O mais destacado expoente da primeira corrente é Marco Túlio Cícero (106-43 a.C.), jurista e homem político literato e orador famoso. Não é, porém, igualmente ilustre no mundo filosófico. Carece de interesse especulativo, de crítica e de sistema; o sistema filosófico de Cícero é uma forma de pragmatismo eclético, sendo critério de verdade o útil moral. Seu mérito principal está no fato de que ele fez ampla e eficazmente conhecer a Roma o pensamento helênico, traduzindo-o para a língua latina, criando um verdadeiro dicionário filosófico latino. Cícero tem mérito também como historiador da filosofia antiga, de que representa uma fonte essencial, às vezes a única fonte, dada a sua cultura vasta e eclética. Em Atenas e em Rodes, Cícero foi discípulo de Filo, acadêmico, de Possidônio, estóico, e de Fedro epicurista. O seu pensamento é, assim, um ecletismo com tendências acadêmicas e para finalidades morais - conforme a segunda escola estóica grega.

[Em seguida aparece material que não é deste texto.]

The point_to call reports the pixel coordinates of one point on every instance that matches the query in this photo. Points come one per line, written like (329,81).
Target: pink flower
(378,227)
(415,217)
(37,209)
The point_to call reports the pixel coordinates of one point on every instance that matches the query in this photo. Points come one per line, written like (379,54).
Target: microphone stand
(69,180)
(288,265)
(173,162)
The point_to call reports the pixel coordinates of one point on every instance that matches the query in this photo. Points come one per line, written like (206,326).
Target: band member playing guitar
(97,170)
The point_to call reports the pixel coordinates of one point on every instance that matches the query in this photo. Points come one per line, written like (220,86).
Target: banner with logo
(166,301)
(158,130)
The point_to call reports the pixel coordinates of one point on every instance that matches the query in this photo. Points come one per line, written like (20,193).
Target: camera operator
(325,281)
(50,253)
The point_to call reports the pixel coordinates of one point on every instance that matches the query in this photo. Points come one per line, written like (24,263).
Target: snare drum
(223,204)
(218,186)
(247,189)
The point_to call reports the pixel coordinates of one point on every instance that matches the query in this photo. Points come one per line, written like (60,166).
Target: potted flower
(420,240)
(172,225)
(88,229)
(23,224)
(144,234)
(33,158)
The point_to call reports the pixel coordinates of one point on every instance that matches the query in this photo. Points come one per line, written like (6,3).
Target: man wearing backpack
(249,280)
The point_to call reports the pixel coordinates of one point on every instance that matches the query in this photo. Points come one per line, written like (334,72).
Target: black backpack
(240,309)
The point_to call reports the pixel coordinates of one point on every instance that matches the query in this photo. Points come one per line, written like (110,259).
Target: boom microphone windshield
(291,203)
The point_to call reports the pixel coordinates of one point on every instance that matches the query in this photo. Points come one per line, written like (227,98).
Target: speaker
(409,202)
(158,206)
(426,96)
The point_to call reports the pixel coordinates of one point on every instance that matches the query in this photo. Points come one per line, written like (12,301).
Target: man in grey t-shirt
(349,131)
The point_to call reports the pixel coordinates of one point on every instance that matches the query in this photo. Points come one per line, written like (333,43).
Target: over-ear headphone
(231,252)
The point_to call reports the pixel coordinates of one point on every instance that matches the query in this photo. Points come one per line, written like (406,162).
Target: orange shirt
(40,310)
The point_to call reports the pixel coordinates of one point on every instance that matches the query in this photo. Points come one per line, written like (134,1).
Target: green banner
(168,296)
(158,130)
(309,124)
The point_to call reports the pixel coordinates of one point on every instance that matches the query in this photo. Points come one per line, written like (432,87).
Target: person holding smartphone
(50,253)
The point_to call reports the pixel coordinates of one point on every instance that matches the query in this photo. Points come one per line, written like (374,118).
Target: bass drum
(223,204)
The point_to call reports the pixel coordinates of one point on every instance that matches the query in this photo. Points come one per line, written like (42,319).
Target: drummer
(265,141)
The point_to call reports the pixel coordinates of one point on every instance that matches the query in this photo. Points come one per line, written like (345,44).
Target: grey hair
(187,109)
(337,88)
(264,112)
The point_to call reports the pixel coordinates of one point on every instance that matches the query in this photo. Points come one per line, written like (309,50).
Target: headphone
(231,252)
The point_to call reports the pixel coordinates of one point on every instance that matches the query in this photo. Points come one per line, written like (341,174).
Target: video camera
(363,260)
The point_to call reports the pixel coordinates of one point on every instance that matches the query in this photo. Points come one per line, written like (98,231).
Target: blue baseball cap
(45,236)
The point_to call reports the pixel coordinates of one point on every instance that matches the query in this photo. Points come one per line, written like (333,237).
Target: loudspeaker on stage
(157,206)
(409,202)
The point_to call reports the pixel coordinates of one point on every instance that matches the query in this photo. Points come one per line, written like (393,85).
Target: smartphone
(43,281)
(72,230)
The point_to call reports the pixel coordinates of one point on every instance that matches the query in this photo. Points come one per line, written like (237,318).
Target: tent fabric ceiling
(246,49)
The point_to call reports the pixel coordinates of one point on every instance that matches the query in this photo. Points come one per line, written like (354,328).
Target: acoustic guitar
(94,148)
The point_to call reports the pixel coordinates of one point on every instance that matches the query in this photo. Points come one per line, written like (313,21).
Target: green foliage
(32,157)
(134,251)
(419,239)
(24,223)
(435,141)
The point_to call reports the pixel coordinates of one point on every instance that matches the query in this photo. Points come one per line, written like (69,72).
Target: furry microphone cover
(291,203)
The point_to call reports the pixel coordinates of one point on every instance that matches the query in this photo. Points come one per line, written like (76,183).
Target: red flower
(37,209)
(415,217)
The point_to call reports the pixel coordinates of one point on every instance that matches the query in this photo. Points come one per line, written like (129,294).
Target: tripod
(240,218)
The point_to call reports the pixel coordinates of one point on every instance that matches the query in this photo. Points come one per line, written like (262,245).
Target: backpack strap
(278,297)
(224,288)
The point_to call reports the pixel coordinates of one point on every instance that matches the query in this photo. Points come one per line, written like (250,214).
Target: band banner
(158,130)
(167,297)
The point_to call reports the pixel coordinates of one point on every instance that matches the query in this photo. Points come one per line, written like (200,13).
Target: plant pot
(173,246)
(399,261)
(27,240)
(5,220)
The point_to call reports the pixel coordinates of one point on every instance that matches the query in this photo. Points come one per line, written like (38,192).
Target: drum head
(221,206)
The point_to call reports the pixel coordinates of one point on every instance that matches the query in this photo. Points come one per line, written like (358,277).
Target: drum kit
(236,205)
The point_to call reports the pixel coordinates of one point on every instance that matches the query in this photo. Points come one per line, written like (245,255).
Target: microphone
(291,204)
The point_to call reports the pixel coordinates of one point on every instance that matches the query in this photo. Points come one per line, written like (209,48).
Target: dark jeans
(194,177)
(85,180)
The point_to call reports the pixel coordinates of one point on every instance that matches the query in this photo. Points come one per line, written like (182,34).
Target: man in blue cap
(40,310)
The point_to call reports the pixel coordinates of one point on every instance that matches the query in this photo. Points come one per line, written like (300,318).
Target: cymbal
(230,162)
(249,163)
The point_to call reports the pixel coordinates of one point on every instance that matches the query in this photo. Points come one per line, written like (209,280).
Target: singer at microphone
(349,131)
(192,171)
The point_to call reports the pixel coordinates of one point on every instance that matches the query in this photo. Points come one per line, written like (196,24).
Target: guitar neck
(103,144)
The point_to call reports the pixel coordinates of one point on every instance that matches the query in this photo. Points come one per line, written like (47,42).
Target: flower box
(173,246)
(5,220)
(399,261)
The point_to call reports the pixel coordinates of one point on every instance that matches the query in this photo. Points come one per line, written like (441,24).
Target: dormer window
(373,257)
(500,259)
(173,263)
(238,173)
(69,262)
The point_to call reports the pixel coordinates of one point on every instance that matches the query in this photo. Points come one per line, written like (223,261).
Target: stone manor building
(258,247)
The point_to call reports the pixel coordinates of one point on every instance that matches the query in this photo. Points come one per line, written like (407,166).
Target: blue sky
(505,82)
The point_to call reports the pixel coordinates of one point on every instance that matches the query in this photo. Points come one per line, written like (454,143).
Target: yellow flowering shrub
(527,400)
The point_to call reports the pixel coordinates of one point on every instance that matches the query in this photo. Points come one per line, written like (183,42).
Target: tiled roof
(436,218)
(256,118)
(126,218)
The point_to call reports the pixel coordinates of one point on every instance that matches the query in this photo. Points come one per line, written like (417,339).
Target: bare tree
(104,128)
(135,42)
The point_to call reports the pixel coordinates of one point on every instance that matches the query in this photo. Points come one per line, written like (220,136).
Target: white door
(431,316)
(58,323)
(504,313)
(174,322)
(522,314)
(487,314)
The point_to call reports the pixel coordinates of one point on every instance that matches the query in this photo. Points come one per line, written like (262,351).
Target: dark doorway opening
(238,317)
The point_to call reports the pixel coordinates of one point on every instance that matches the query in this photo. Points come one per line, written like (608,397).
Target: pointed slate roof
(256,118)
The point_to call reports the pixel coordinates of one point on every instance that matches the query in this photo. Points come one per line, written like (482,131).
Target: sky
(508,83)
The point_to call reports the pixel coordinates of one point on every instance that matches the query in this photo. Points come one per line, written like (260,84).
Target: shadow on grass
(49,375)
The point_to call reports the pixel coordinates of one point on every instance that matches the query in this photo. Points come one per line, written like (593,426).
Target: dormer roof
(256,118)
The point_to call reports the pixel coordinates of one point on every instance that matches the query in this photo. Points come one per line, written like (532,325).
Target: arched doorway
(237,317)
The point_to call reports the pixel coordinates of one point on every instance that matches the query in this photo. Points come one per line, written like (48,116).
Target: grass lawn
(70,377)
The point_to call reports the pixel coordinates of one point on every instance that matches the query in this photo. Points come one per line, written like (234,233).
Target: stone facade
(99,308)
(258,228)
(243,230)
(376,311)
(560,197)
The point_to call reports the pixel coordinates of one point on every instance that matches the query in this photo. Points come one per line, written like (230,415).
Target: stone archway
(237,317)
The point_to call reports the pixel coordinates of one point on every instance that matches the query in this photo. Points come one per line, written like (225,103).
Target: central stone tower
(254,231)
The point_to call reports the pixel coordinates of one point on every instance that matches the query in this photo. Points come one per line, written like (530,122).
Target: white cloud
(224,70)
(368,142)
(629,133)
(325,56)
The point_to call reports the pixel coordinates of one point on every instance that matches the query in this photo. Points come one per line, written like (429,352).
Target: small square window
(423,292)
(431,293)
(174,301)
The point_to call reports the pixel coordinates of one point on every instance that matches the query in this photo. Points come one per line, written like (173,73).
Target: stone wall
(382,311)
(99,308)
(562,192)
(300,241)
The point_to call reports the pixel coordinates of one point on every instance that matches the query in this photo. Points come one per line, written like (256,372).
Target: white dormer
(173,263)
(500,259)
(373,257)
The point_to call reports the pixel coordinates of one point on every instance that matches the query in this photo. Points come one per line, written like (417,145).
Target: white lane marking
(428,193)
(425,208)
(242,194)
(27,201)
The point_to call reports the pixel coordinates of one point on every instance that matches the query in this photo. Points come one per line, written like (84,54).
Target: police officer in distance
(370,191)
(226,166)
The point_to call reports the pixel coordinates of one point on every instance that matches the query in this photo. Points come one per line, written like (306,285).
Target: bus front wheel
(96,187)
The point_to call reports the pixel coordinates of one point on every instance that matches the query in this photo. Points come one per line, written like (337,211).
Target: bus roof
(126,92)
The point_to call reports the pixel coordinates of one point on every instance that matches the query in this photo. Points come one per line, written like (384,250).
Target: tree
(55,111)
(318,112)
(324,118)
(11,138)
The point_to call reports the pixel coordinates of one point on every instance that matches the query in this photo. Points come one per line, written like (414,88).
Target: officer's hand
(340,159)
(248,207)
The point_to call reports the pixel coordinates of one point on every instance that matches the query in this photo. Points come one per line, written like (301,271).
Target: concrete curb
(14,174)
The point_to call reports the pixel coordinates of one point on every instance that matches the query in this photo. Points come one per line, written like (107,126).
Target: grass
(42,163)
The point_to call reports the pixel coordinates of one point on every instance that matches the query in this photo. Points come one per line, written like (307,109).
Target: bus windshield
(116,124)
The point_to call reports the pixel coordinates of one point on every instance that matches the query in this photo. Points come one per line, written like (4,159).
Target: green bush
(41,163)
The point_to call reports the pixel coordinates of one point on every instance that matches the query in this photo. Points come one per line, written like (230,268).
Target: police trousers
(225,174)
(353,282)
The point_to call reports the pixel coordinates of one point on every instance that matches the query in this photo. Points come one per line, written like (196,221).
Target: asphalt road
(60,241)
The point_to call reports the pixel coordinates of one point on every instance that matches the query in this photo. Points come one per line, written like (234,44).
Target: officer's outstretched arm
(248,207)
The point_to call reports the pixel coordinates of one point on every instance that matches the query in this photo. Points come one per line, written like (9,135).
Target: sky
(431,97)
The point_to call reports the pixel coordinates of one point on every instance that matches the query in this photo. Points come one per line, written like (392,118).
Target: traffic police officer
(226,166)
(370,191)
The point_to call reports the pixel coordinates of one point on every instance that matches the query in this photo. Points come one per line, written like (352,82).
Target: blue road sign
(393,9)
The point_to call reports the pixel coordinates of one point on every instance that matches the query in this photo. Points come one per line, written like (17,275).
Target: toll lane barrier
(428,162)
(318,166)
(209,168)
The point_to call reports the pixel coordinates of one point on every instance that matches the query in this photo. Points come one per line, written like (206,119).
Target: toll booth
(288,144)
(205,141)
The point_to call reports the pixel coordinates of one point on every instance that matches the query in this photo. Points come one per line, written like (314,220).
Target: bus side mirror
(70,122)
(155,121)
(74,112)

O estoicismo romano difere do estoicismo grego, porquanto - segundo a índole prática do gênio romano - limita-se quase exclusivamente aos problemas morais, que constituem o caráter essencial do estoicismo, descuidando quase que completamente dos problemas teoréticos, que no estoicismo são resolvidos segundo uma metafísica elementar e contraditória. Daí uma superioridade do estoicismo romano sobre o estoicismo grego; a profunda praxe ascética do estoicismo recebe, aliás, uma confirmação de alto valor, pela sua aceitação por parte de uma mentalidade positiva, realista, prática, qual era a mentalidade romana. Os romanos, portanto, podem considerar-se quase naturalmente estóicos; pelo menos os romanos da idade imperial, que fazem parte da oposição e se apegam à liberdade espiritual do pensamento, aonde não pode chegar o poder exterior, jurídico, político, tendo renunciado a todo o resto. Não é de admirar, por conseguinte, - deixando na sombra as questões teoréticas - terem os estóicos romanos exercido uma função prática, moral, quase religiosa. Procurar-se-á um filósofo, como os cristãos procurarão um padre; toda grande casa terá um filósofo, como mais tarde terá o seu capelão. Sêneca e Epicteto pertencem a esta classe de diretores espirituais.

Entre os numerosos estóicos da idade imperial, apenas Sêneca, Musônio Rufo, Epicteto e Marco Aurélio - pertencentes ao primeiro e segundo século d.C. -, têm uma personalidade própria. E, entre estes, Sêneca é o maior como pensador, moralista e escritor epigramático.